Bell climbs to save them and they all descend the mountain. The man, Gollen, a physician, asks him about his near-suicide experience, about how close to death Bell had been, and how it felt, for 10 minutes, to have been "in Action". "Action?" Bell asks.

" 'Oh! I don't mean just doing violent things out of doors--pressing triggers or lassoing cows. I mean getting every Jack fibre there is in your nature alive and utterly turned on to something outside you--absorbed in it, lost in it--every bit of your consciousness taken up into some ecstasy of endeavour that's passion and peace.' "

"Bell nodded, and Gollen went on: 'I guess the great artists--all sorts of 'em--know how to bring the fit on, or it comes when they're at the top of their form--they seem to get further and further above 'emselves--hold the note out in a way that we can't--bring every tissue they have in their being to bear on the effort to get a wee touch to come right. Saints, too, I suppose--the pukka ones, like Francis, the man at Assisi: they have the knack too: they can get more alive; they've found how to exist at a sort of top pressure. I fancy all of us get just a glimpse of the thing now and then--of what living might be, you know--at a great turn in a game, or when we're in love, or if some beautiful thing in a book bowls us over. Only, we can't hold the note, or we can't do it yet: the pitch is too high for our reach; so we flop back into flatness.' "

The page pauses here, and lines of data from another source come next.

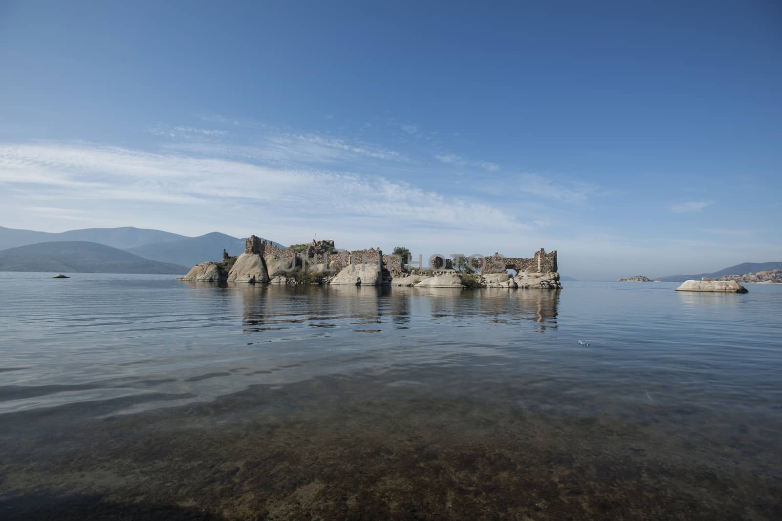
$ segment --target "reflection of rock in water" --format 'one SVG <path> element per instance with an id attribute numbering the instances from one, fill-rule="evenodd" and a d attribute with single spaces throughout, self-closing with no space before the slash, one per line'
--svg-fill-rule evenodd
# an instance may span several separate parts
<path id="1" fill-rule="evenodd" d="M 465 294 L 474 295 L 473 305 L 495 322 L 532 320 L 541 333 L 557 327 L 559 290 L 486 288 Z"/>
<path id="2" fill-rule="evenodd" d="M 310 284 L 237 284 L 236 290 L 242 294 L 246 333 L 328 327 L 345 319 L 352 324 L 377 323 L 378 298 L 389 292 L 388 287 Z"/>
<path id="3" fill-rule="evenodd" d="M 557 327 L 557 310 L 559 307 L 559 290 L 519 290 L 517 300 L 522 309 L 529 316 L 522 318 L 534 320 L 549 327 Z"/>

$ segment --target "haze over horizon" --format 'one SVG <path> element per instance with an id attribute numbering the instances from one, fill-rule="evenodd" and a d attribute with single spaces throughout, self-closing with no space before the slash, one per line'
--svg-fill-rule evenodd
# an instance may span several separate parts
<path id="1" fill-rule="evenodd" d="M 0 226 L 782 260 L 778 4 L 231 5 L 0 5 Z"/>

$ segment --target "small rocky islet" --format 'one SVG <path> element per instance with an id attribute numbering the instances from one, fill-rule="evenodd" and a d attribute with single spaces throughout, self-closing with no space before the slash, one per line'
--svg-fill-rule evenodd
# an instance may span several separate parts
<path id="1" fill-rule="evenodd" d="M 474 269 L 456 269 L 455 262 L 457 259 L 432 255 L 428 269 L 416 268 L 404 262 L 400 255 L 383 255 L 379 247 L 348 252 L 337 250 L 333 241 L 313 240 L 278 248 L 253 235 L 246 241 L 242 255 L 231 256 L 224 250 L 221 262 L 198 264 L 178 280 L 455 288 L 562 287 L 556 251 L 547 253 L 540 248 L 530 258 L 505 257 L 495 252 L 477 259 L 479 266 Z M 508 269 L 516 274 L 511 275 Z"/>
<path id="2" fill-rule="evenodd" d="M 700 280 L 685 280 L 676 291 L 704 291 L 708 293 L 748 293 L 746 287 L 735 280 L 712 280 L 703 277 Z"/>
<path id="3" fill-rule="evenodd" d="M 635 275 L 633 277 L 630 277 L 626 279 L 619 279 L 619 282 L 659 282 L 659 280 L 652 280 L 651 279 L 644 277 L 643 275 Z"/>

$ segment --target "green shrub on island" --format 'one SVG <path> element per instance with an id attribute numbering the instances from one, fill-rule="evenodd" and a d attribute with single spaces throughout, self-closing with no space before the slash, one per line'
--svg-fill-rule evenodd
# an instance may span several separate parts
<path id="1" fill-rule="evenodd" d="M 224 271 L 226 273 L 228 273 L 229 271 L 231 271 L 231 269 L 234 267 L 234 262 L 236 262 L 237 259 L 239 259 L 238 255 L 232 255 L 231 257 L 228 257 L 228 260 L 224 260 L 222 262 L 217 262 L 217 267 L 220 268 L 220 270 L 221 272 Z"/>
<path id="2" fill-rule="evenodd" d="M 289 280 L 293 280 L 297 284 L 322 284 L 326 274 L 309 269 L 296 268 L 285 274 Z"/>
<path id="3" fill-rule="evenodd" d="M 481 287 L 481 277 L 475 273 L 462 273 L 461 285 L 465 287 Z"/>
<path id="4" fill-rule="evenodd" d="M 411 257 L 410 250 L 407 249 L 407 248 L 404 248 L 404 246 L 397 246 L 396 248 L 393 248 L 393 252 L 391 252 L 391 255 L 399 255 L 405 261 L 407 261 Z"/>

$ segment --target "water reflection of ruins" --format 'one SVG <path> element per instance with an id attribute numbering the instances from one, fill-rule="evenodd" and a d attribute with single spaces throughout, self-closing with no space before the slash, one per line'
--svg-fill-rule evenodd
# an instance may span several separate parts
<path id="1" fill-rule="evenodd" d="M 430 298 L 431 313 L 434 318 L 479 316 L 493 323 L 530 320 L 539 324 L 536 329 L 541 333 L 557 327 L 559 290 L 432 288 L 425 293 L 420 291 L 421 288 L 410 289 L 414 290 L 413 294 Z"/>
<path id="2" fill-rule="evenodd" d="M 378 329 L 381 302 L 387 287 L 315 286 L 309 284 L 236 285 L 243 305 L 246 333 L 285 331 L 296 337 L 325 334 L 310 328 Z"/>
<path id="3" fill-rule="evenodd" d="M 335 328 L 357 333 L 414 329 L 424 322 L 452 324 L 460 319 L 511 324 L 529 321 L 535 330 L 544 332 L 557 327 L 560 293 L 230 283 L 221 291 L 226 294 L 227 316 L 242 317 L 242 332 L 270 332 L 270 340 L 326 336 L 336 333 Z"/>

Have you ever been "in Action", as Bell was? If so, why? Where? How did it happen? How long can you, or do you, sustain it?

Me? I have felt that way only once or twice. I remember, though, at the end of it, feeling the adrenaline draining from my body and how I felt utterly exhausted at the end of it all; how I nearly cried at that time. It made me understand how actors or athletes and others like them can get addicted to the feeling and the experience. Still, today, I crave it and struggle to find it again.

Action: How do I get back to it again?

Beyond that, I love the artistry of Montague's writing. It is far beyond my capabilities but it gives me something to shoot for. Check out his use of colons and semicolons. He uses them in ways that I never imagined. His vocabulary is incredible! There are so many words that I have to research. Love it!